How to Read & Write QR Codes on AWS Lambda
This how-to article offers a detailed guide for setting up an AWS Lambda function with IronQR. In this tutorial, you will discover how to configure IronQR for reading and writing QR codes directly to an S3 bucket.
How to Read & Write QR Codes on AWS Lambda
Installation
This article will use an S3 bucket, so the AWSSDK.S3 package is required.
Start using IronQR in your project today with a free trial.

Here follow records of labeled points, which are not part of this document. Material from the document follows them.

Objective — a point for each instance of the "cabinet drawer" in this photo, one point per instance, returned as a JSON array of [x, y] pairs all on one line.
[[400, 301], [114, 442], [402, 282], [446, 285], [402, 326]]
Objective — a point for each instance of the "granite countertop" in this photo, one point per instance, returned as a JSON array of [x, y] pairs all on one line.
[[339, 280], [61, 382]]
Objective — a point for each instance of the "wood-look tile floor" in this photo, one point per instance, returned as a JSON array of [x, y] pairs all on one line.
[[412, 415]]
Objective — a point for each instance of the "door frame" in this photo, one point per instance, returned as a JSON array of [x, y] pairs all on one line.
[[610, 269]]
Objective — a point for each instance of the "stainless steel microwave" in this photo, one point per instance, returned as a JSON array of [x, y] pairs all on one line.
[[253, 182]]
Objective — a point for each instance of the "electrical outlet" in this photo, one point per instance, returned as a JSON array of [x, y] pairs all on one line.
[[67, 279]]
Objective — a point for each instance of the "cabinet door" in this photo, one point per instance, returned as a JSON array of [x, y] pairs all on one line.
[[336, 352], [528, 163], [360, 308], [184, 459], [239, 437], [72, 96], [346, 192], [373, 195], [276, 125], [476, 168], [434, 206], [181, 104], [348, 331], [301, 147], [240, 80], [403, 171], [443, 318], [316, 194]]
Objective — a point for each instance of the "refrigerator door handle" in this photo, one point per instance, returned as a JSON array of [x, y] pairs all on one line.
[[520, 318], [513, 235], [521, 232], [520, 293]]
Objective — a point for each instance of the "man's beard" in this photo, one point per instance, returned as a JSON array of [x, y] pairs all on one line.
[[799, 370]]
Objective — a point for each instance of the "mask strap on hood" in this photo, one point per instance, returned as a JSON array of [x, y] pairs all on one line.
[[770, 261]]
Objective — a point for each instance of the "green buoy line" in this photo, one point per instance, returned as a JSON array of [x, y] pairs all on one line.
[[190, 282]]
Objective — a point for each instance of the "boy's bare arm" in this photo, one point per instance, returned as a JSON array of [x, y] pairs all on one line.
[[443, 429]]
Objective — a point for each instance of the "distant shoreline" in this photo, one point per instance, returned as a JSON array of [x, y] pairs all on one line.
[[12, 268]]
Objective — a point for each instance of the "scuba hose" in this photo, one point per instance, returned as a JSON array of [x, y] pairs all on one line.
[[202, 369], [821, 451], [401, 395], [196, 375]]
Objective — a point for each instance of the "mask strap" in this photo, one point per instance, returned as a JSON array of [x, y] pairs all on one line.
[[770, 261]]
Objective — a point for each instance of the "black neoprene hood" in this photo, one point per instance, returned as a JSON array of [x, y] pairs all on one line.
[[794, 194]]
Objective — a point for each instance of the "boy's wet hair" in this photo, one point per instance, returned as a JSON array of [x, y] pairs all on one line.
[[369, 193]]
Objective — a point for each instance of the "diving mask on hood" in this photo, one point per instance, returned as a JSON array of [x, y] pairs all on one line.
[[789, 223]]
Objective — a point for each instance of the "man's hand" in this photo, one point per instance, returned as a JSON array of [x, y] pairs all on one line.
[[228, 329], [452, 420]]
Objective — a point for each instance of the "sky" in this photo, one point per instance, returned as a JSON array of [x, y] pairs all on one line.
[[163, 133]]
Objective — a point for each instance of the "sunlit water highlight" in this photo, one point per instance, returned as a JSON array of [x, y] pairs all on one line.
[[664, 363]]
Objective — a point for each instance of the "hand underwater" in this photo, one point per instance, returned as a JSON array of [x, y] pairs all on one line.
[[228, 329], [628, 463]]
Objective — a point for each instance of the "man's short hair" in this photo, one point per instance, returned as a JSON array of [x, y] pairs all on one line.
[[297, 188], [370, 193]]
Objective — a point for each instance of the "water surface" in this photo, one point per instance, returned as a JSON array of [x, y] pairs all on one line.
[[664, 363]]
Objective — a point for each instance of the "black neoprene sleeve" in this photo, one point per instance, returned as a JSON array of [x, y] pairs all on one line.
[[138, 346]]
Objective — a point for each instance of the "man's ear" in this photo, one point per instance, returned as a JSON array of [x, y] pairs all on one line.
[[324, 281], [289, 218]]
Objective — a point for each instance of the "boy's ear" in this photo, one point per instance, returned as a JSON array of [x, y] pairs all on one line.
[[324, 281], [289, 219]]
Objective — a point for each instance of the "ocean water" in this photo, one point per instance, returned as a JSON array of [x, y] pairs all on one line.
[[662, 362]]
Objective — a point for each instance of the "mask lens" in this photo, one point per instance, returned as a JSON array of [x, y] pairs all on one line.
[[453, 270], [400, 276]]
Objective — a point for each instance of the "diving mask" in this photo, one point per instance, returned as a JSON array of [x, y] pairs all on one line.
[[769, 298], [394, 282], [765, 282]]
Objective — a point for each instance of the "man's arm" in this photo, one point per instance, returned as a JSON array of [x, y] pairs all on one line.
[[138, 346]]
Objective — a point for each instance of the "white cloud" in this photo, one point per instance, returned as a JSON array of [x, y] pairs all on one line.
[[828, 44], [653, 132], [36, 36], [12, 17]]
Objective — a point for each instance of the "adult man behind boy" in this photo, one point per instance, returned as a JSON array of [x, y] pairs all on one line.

Create an AWS Lambda Project
With Visual Studio, creating a containerized AWS Lambda is an easy process:
- Install the AWS Tookit for Visual Studio
- Select an 'AWS Lambda Project (.NET Core - C#)'
- Select a '.NET 8 (Container Image)' blueprint, then select 'Finish'.
Add Package Dependencies
The IronQR library in .NET 8 operates on AWS Lambda without requiring additional dependencies. To configure it, modify the project's Dockerfile as shown below:
FROM public.ecr.aws/lambda/dotnet:8
# install necessary packages
RUN dnf update -y
WORKDIR /var/task
# This COPY command copies the .NET Lambda project's build artifacts from the host machine into the image.
# The source of the COPY should match where the .NET Lambda project publishes its build artifacts. If the Lambda function is being built
# with the AWS .NET Lambda Tooling, the `--docker-host-build-output-dir` switch controls where the .NET Lambda project
# will be built. The .NET Lambda project templates default to having `--docker-host-build-output-dir`
# set in the aws-lambda-tools-defaults.json file to "bin/Release/lambda-publish".
#
# Alternatively Docker multi-stage build could be used to build the .NET Lambda project inside the image.
# For more information on this approach checkout the project's README.md file.
COPY "bin/Release/lambda-publish" .
Modify the FunctionHandler Code
This example creates a QR code, uploads it to an S3 bucket, and reads the newly generated QR code.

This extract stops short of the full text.